In 2017, her research resulted in a list of questions that all patients at the University of Kansas Health System are asked during their doctor's visits. “We asked patients if they were worried about food access at home,” she says. “We also surveyed patients who answered 'yes' and had underlying conditions such as prediabetes or type 2 diabetes.”
Supported by a grant from the W.K. Kellogg Foundation, researchers reached out to patients in Wyandotte County to provide food boxes, connect them with community resources, and continue to learn about the conditions that limit food access. Just as that pilot program was getting underway, COVID-19 hit, and the project shifted to purchasing fresh food and delivering food boxes to people who couldn't get out to shop.
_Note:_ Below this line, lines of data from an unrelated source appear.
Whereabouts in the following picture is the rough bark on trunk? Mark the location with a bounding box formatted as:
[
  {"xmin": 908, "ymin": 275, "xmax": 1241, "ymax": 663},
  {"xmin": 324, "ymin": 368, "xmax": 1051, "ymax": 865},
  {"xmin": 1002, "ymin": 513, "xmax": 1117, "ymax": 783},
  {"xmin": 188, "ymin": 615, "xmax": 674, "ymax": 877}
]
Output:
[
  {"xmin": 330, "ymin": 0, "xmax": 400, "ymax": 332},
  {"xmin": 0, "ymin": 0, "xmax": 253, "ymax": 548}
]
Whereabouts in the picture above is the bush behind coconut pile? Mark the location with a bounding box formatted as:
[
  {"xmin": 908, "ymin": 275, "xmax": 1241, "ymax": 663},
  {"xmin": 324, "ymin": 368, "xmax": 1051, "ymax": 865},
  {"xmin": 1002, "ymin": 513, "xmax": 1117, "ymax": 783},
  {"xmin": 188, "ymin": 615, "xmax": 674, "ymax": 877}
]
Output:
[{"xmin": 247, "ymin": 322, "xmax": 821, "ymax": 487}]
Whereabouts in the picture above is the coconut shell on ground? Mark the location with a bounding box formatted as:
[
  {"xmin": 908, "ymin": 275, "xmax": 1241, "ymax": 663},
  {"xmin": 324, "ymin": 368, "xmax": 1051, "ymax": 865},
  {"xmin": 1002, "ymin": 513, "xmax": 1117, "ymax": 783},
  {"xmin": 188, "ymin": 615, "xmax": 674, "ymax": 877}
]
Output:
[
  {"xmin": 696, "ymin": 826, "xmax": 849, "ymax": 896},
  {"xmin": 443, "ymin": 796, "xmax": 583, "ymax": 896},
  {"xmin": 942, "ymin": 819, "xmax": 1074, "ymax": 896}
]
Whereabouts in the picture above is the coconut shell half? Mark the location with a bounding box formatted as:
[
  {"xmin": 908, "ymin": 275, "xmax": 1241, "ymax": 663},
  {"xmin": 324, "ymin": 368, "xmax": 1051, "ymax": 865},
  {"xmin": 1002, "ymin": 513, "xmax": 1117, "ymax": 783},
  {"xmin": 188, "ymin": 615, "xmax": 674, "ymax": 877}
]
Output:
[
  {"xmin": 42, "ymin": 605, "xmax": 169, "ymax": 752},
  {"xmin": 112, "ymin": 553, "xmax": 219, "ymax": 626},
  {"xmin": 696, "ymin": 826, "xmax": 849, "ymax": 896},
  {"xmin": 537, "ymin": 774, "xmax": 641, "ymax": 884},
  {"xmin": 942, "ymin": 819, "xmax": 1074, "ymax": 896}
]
“We learned a lot from the data we collected,” Bridges said. “It was evidence that it's important for our communities to have these systems in place so that if an emergency or catastrophe occurs, we know how to respond and help those who are most vulnerable.”
New grant funds research into food deserts in Kansas
In 2022, Bridges' previous work caught the eye of the Aspen Institute, a national nonprofit that works to build stronger communities, and now the institute is funding new projects in six areas of western and southeastern Kansas that qualify as food deserts, including Wichita, Lawrence and Topeka, which meet federal requirements.
The goal is to learn how to overcome barriers to healthy food. “The grant money will go towards the cost of the food, but it will also help provide funding to health care workers, help food insecure people access existing resources and work with stakeholders to find better solutions,” Bridges said.
Ideas that have emerged from the project include cooking classes and partnering with local restaurants to provide pre-prepared meals. There is also the idea of providing frozen fruits and vegetables, but transportation and storage issues have limited this plan. Each of the six communities will meet and share ideas as new challenges and innovative solutions emerge.
Bridges said the study will track three key outcomes — HbA1C levels, blood glucose levels and weight — for at least three months with the aim of bringing about a change in the diabetes epidemic in rural parts of the country.
“Ultimately, we want to sell these ideas to payers like Medicare, Medicaid and other insurance companies,” Bridges says, “by showing that reimbursing food transportation costs is cheaper than paying for long-term medical care.”